Now, as much as ever, Japan needs help, its northeastern region devastated by the quake and an ensuing tsunami. As of Monday, death toll estimates had reached 10,000, and two nuclear plants north of Tokyo were on the verge of meltdown, prompting Prime Minister Naoto Kan to deem the catastrophe Japan's greatest crisis since World War II. Across the country sporting events have been suspended, a decision affecting Asian Champions League soccer and Nippon Professional Baseball games alike. And in Tokyo, figure skating officials postponed hosting next week's world championships.

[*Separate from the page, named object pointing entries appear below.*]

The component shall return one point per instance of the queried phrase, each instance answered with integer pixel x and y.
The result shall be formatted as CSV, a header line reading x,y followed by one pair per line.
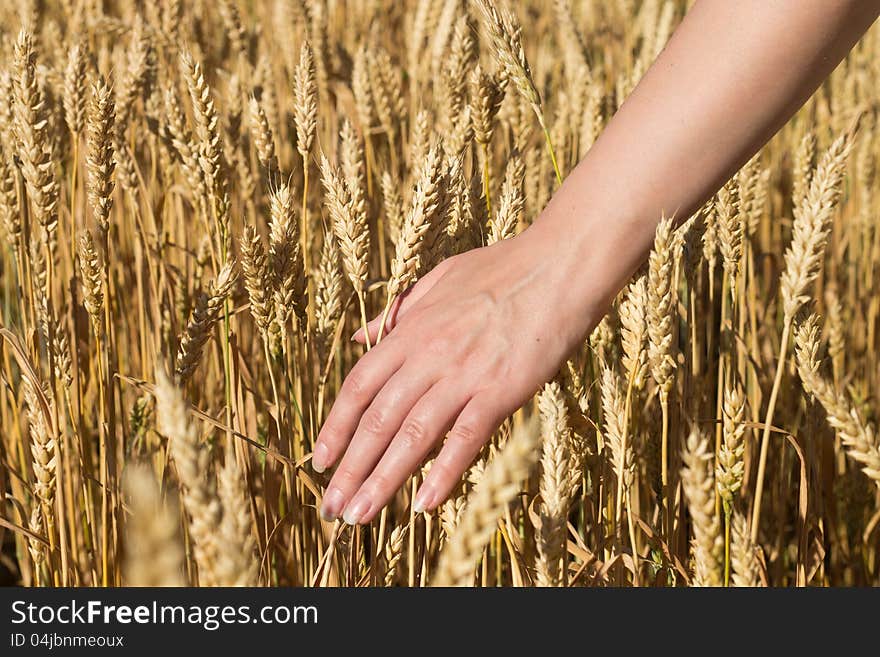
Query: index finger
x,y
361,385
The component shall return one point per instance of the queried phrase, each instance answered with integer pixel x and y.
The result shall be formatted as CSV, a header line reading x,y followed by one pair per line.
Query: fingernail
x,y
357,510
332,504
320,458
424,498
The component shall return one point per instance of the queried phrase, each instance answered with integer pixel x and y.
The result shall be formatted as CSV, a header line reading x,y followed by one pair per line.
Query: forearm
x,y
730,77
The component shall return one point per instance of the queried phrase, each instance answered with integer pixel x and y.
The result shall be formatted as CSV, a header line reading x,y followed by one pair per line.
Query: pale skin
x,y
473,340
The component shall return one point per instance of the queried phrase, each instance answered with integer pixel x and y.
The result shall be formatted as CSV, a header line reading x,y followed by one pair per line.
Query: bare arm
x,y
477,337
732,74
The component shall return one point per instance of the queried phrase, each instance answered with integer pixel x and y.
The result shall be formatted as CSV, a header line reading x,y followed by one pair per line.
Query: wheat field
x,y
200,202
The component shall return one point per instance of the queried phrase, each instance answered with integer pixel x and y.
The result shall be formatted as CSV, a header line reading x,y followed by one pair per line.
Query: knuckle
x,y
466,434
373,420
414,431
356,383
379,484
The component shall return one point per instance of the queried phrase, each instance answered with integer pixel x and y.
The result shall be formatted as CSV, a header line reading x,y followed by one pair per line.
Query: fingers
x,y
398,306
378,425
419,432
401,305
472,429
366,378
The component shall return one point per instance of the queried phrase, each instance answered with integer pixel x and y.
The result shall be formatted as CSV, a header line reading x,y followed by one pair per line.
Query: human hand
x,y
464,348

Back in the U.S. few of baseball's 15 Japanese players shared Takahashi's immediate peace of mind. The Mariners' Ichiro Suzuki and the Red Sox' Daisuke Matsuzaka initially struggled to contact loved ones across the Pacific, where phone service was overloaded and Internet often down. Brewers reliever Takashi Saito found out that his wife and three daughters were out of harm's way in Yokohama but that his hometown of Sendai, where his parents and brothers live, was hard-hit. "They have a strong will to recover," he said. "They told me not to worry." A few of Saito's relatives and a high school teammate remain missing, prompting the pitcher to ask for a moment of silence before a game last Sunday. Said Saito, "I still haven't given up hope yet." Some 6,000 miles away a broken nation tries to follow suit.